Ablai Khan's Residence
The Residence of Ablai Khan, the Middle Zhuz, the leader recognized as ruler of all the Kazakhs, stands along the Sutyushev street . The building was originally built in 1829 and it was financed by Catherine the Great as a place of residence for Ablai Khan.
He was supported by Russia to constantly visit the city to encourage harmonious relations between the 2 ethnic groups. Previously, the building also served as a military hospital before falling into a state of disrepair but it was restored in the mid-2000s. The museum contains aspects of Ablai’s life, his achievements, his battles with the Dzhungars, and his election in 1771 as “Khan of all Kazakhs” along with an impressive example of his diplomatic relations with Tsarist Russia and with Qing China, which defeated the Dzhungars in 1758.

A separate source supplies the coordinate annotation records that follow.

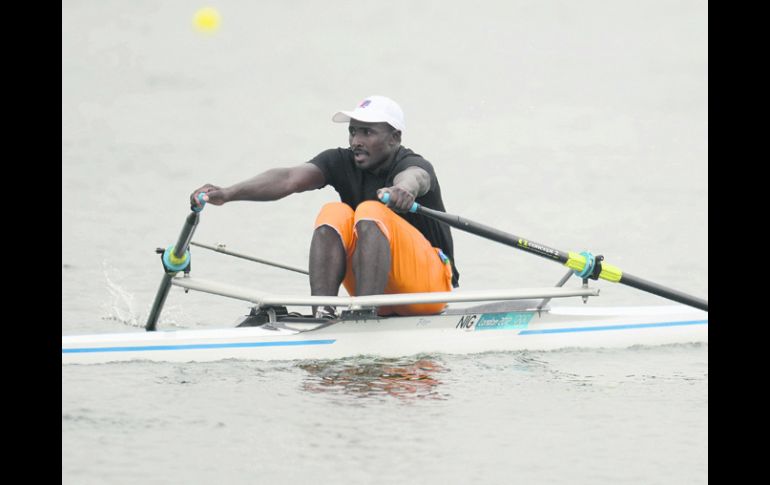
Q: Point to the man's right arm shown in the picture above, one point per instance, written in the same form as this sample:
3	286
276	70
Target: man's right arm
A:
273	184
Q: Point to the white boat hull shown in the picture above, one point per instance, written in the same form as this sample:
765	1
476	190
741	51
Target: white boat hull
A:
462	333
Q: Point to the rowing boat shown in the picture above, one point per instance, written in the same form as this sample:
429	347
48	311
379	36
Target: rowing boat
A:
473	322
507	325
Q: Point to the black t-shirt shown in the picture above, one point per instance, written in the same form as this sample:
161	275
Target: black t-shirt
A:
355	186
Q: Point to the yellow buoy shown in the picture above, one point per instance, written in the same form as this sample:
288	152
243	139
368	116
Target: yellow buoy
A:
206	20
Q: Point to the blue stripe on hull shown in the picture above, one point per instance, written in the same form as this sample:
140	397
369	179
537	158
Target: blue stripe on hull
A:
287	343
613	327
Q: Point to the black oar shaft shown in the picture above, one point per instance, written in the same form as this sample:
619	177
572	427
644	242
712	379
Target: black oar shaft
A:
670	293
185	236
609	272
496	235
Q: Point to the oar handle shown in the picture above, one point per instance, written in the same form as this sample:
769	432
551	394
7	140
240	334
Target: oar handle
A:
385	198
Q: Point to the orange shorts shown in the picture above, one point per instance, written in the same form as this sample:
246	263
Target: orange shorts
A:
416	266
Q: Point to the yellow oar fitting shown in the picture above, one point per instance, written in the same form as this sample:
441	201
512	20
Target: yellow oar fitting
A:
577	262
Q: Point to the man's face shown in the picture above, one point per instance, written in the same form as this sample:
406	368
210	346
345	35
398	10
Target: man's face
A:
372	143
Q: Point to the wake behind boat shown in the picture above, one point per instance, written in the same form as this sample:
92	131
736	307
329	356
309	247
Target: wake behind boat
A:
510	320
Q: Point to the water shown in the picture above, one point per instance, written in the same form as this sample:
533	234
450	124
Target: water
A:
578	126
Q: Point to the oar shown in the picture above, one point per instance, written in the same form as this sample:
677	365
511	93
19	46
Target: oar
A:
175	258
221	249
584	264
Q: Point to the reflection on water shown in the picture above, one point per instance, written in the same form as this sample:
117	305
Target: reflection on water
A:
404	378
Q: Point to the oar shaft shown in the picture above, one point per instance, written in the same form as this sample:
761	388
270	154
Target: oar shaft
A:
178	251
228	252
670	293
496	235
574	261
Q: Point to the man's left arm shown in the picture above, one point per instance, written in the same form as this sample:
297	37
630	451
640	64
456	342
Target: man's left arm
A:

Lake Pestroye is located to southwest of Petropavl near the villages of Teplichnoye and Kuibyshevskoye. The city beach sits on the shore of this lake, which is perfect for swimming in summer and ice skating in winter. In 2011, for the 20th anniversary of Kazakhstan’s independence, a steel made “North Star” was built in the shore of the Pestroy lake and an Independence Park was set next to it.
Big White Lake
Big White Lake (озеро Большое Белое) the lake lies within the city of Petropavlovsk, in the northeastern outskirts of the city, near the village of Beloe. The lake receives its waters from the snow and rain and it is frozen from November till April-May.
HOW TO GET TO Petropavl
The train station of Petropavl is located at the eastern edge of the town, at the side of the large Auezov Square. The city is linked by a daily Talgo train and with some slower trains, that take to Astana in 6 h through Kokshetau and Borovoye, and further overnight to Almaty in 20 hours through Karaganda. Petropavl is also connected with Russian cities of Omsk, Novosibirsk, Chelyabinsk, Yekaterinburg and Moscow.
Bus / Minibus / Taxi
The bus station lies within close distance from the train station, on Auezov Square in the city’s southeast. Buses and taxis also run daily to all other northern Kazakh cities.